私くらいの年齢になると、ファッションに芽生えた頃、必ず通るのがアイビーとトラッド。
ここ最近、セレクト系のショップでもトラッドばやりといわれていますが、現在のトラッドはいわゆるネオ・トラッドであって本質のトラッドとは少し違っています。
今ショップを賑わせているトラッドは、いわゆるトラッドテイストであって、シルエットもスタイリングも純粋のものではありません。

私たちの若い頃トラッドといえば、三つボタン段返りの紺ブレ。ボタンは金ボタンで胸にはモールのエンブレム。
このアイテムを持っていないとアイビーとはいえませんでした。
この私も夏用2着、冬用2着の紺ブレにそれぞれ1着づつモールのエンブレムをつけ、チノパンやデニム、ウールのパンツとそのときによっていろいろな着方を楽しんだものです。

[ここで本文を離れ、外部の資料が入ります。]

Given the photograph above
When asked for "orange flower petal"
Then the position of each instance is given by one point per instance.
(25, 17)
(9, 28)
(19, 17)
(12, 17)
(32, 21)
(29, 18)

金ボタンも買ったときのままではなく、自分の気に入ったものに付け替えたり、その紺ブレが傷んでもボタンだけは取っておいたりして楽しんだものです。

上の写真はその頃のもの。クラウンのデザインの方はKENTというVANのお兄さんブランド的な存在で日本の代表的なトラッドブランドの紺ブレについていたものです。約10年ほど着続けていましたので表面の金メッキがはげてメタル部分が見えています。
もう1つの方は、それまで着ていたもののボタンを交換しようと獅子のデザインのものを買ったのですが、結局は使わないまま今でもタンスの隅にしまってあるものです。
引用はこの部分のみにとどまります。